One day, when we had passed through a particularly devastated little place, and had got from the cure some more than usually abominable details of things done there, Rechamp broke out to me over the kitchen-fire of our night’s lodging. “When I hear things like that I don’t believe anybody who tells me my people are all right!”
“But you know well enough,” I insisted, “that the Germans are not all alike—that it all depends on the particular officer….”
“Yes, yes, I know,” he assented, with a visible effort at impartiality. “Only, you see—as one gets nearer….” He went on to say that, when he had been sent from the ambulance at the front to a hospital at Moulins, he had been for a day or two in a ward next to some wounded German soldiers—bad cases, they were—and had heard them talking. They didn’t know he knew German, and he had heard things…. There was one name always coming back in their talk, von Scharlach, Oberst von Scharlach. One of them, a young fellow, said: “I wish now I’d cut my hand off rather than do what he told us to that night…. Every time the fever comes I see it all again. I wish I’d been struck dead first.” They all said “Scharlach” with a kind of terror in their voices, as if he might hear them even there, and come down on them horribly. Rechamp had asked where their regiment came from, and had been told: From the Vosges. That had set his brain working, and whenever he saw a ruined village,
or heard a tale of savagery, the Scharlach nerve began to quiver. At such times it was no use reminding him that the Germans had had at least three hundred thousand men in the East in August. He simply didn’t listen….
III
The day before we started for Rechamp his spirits flew up again, and that night he became confidential. “You’ve been such a friend to me that there are certain things—seeing what’s ahead of us—that I should like to explain”; and, noticing my surprise, he went on: “I mean about my people. The state of mind in my milieu must be so remote from anything you’re used to in your happy country…. But perhaps I can make you understand….”
I saw that what he wanted was to talk to me of the girl he was engaged to. Mlle. Malo, left an orphan at ten, had been the ward of a neighbour of the Rechamps’, a chap with an old name and a starred chateau, who had lost almost everything else at baccarat before he was forty, and had repented, had the gout and studied agriculture for the rest of his life. The girl’s father was a rather brilliant painter, who died young, and her mother, who followed him in a year or two, was a Pole: you may fancy that, with such antecedents, the girl was just the mixture to shake down quietly into French country life with a gouty and repentant guardian. The Marquis de Corvenaire—that was his name—brought her down to his place, got an old maid sister to come and stay, and really, as far as one knows, brought his ward up rather decently.
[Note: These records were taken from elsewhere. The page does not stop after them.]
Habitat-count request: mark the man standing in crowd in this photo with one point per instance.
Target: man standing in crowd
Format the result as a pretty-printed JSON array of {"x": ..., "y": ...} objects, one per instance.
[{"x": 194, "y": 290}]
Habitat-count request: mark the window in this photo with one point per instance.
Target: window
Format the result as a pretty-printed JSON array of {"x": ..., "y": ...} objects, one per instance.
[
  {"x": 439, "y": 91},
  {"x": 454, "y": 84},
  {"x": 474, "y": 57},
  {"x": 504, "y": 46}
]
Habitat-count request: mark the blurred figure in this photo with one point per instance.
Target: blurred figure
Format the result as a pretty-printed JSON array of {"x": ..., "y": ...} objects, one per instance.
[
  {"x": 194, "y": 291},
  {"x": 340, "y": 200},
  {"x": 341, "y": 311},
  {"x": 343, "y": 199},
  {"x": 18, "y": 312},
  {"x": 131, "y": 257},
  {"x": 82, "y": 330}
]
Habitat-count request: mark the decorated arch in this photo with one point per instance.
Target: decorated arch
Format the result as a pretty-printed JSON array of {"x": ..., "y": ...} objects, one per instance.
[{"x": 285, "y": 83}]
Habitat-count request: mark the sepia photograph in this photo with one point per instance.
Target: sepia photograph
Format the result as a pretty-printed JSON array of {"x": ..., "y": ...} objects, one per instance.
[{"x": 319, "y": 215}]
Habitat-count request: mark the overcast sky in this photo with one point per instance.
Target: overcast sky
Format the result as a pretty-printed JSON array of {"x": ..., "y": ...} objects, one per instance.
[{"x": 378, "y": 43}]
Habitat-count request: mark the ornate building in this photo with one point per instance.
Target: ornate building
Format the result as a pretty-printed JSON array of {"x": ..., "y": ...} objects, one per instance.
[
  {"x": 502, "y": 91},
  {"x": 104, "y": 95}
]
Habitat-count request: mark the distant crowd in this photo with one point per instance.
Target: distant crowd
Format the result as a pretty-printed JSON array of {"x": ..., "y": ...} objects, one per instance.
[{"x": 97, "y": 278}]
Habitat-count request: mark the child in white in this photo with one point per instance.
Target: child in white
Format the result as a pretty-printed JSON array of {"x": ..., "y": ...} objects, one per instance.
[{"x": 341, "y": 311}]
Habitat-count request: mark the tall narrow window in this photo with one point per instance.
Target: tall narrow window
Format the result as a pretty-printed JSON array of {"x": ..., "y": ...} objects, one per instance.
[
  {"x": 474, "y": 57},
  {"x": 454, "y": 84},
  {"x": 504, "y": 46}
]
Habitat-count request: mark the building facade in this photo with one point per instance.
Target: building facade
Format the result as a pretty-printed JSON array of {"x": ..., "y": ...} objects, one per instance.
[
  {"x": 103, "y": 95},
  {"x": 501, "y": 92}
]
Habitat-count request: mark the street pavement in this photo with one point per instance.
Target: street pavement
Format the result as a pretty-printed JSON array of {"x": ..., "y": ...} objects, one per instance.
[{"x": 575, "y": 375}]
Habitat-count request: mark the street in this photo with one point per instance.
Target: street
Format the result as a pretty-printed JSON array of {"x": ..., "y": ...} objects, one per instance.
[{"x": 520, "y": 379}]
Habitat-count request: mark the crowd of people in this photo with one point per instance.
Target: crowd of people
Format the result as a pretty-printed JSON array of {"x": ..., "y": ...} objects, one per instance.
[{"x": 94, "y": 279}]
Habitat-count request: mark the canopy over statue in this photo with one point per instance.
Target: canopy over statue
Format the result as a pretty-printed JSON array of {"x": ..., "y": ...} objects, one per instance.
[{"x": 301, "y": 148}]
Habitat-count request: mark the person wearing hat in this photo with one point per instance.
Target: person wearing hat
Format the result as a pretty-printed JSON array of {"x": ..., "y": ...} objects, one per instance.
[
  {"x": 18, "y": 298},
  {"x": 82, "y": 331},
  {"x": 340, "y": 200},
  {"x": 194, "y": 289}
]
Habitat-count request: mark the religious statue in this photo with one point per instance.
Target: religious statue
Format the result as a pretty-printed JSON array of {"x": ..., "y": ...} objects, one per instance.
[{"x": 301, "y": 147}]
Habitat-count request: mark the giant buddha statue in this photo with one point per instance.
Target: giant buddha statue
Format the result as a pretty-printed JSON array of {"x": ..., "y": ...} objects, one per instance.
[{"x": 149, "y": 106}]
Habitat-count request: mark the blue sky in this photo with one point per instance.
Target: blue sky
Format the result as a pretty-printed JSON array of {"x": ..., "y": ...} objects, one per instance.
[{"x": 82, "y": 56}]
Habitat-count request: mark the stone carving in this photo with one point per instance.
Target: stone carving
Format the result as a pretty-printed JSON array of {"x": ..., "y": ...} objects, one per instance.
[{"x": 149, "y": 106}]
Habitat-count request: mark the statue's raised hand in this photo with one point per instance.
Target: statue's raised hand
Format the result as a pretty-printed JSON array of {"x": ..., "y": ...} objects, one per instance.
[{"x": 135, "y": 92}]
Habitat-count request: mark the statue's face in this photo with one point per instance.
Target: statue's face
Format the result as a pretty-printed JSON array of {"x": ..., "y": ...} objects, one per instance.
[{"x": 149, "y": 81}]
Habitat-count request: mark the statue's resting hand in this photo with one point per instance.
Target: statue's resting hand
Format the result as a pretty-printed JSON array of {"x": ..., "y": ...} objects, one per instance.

Now and then she used to be driven over to play with the young Rechamps, and Jean remembered her as an ugly little girl in a plaid frock, who used to invent wonderful games and get tired of playing them just as the other children were beginning to learn how. But her domineering ways and searching questions did not meet with his mother’s approval, and her visits were not encouraged. When she was seventeen her guardian died and left her a little money. The maiden sister had gone dotty, there was nobody to look after Yvonne, and she went to Paris, to an aunt, broke loose from the aunt when she came of age, set up her studio, travelled, painted, played the violin, knew lots of people; and never laid eyes on Jean de Rechamp till about a year before the war, when her guardian’s place was sold, and she had to go down there to see about her interest in the property.